Anemia may occur when your dog loses too much blood. Fleas can suck as much blood as 15 times their weight. Considering how tiny fleas are, that’s a lot of blood! Anemia drops the red blood cells.
If you notice your dog’s gums are pale or they’re lethargic, then those may be signs of them having anemia.
In addition, your dog may also be allergic to fleas. Once a flea bites into your dog’s skin, the saliva may cause an allergic reaction. Therefore, you may notice symptoms, such as:
- Intense itching
- Hair loss (especially in the front of the tail)

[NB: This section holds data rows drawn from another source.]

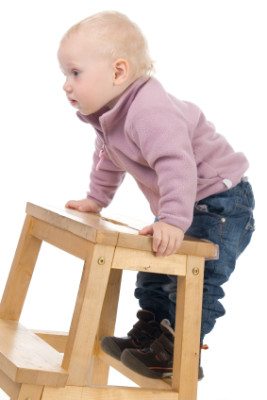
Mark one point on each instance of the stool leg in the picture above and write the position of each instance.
(187, 329)
(31, 392)
(78, 354)
(100, 370)
(20, 274)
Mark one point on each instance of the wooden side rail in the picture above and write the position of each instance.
(101, 230)
(25, 358)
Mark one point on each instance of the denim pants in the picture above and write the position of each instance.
(225, 219)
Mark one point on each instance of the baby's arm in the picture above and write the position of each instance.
(166, 238)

- Red, irritated skin (forming skin infections)
How To Tell If Your Dog Has Ticks
Ticks will attach themselves to your dog’s skin. You’ll typically be able to find them around the dog’s neck, ears, somewhere near the head, or on their paws. However, ticks can hold onto your dog anywhere.
If you’re patting your dog and you feel a small bump, be sure to check it out. If it’s a tick, remove it as soon as possible.
Tick-bourne illnesses may occur, and they are dangerous to dogs. For example, your dog may end up getting the following diseases:
- Lyme Disease
- Rocky Mountain Spotted Fever
All of these diseases have similar symptoms. So, if you notice a loss of appetite, fever, swollen lymph nodes, or joint swelling or pain in our dog, then you’ll need to get them checked out by the vet right away.
Ticks can also cause skin irritation or infection, allergies, or tick paralysis.
How To Remove A Tick From A Dog
The best way to remove ticks is to protect yourself and the dog. So put on some gloves and grab tweezers.
Then, grab the tick by its head with the tweezers. Pull upward to the tick unstuck. Be careful not to twist (or the head may detach from its body but still stay stuck to your dog). Also, be careful not to pop the tick’s belly.
After, dispose of the tick. Then wash the area the tick was on your dog thoroughly. Finally, throw away your disposable gloves, wash the tweezers, and wash your hands well.
Fleas and Ticks on Street Dogs
Unfortunately, fleas and ticks are the most common cause of diseases in street dogs.
This is because street dogs are outside all the time. These pests don’t know what else to latch themselves onto, so they attach themselves to stray dogs.
Sadly, strays don’t have the tools to help them combat fleas and ticks. For instance, they can’t get tweezers themself and pull the ticks off of them.
Also, they don’t have the right vaccinations in their system to stave off such illnesses, such as Lyme Disease.
What To Do If You Find A Street Dog With Fleas And Ticks
The best way to help a street dog with fleas and ticks is to bring them to a vet or a nearby shelter. The shelter will care for them.
However, it may not be easy to catch them since most strays are slow to trust. But, if you’re able, and it’s safe to do so, you may be able to get rid of the fleas and ticks on the dog yourself.
Of course, the safest option is to file a “found dog” report with your local rescue or shelter. Then, they can try to catch the dog and help it.
Be Careful of These Pests
Fleas and ticks are awful insects that will not only harm your dog, but they’ll harm you, infest your house, and harm your other pets at home.
There are precautions you can take to combat these pests, though. Also, know the signs and symptoms so you can keep your dogs safe.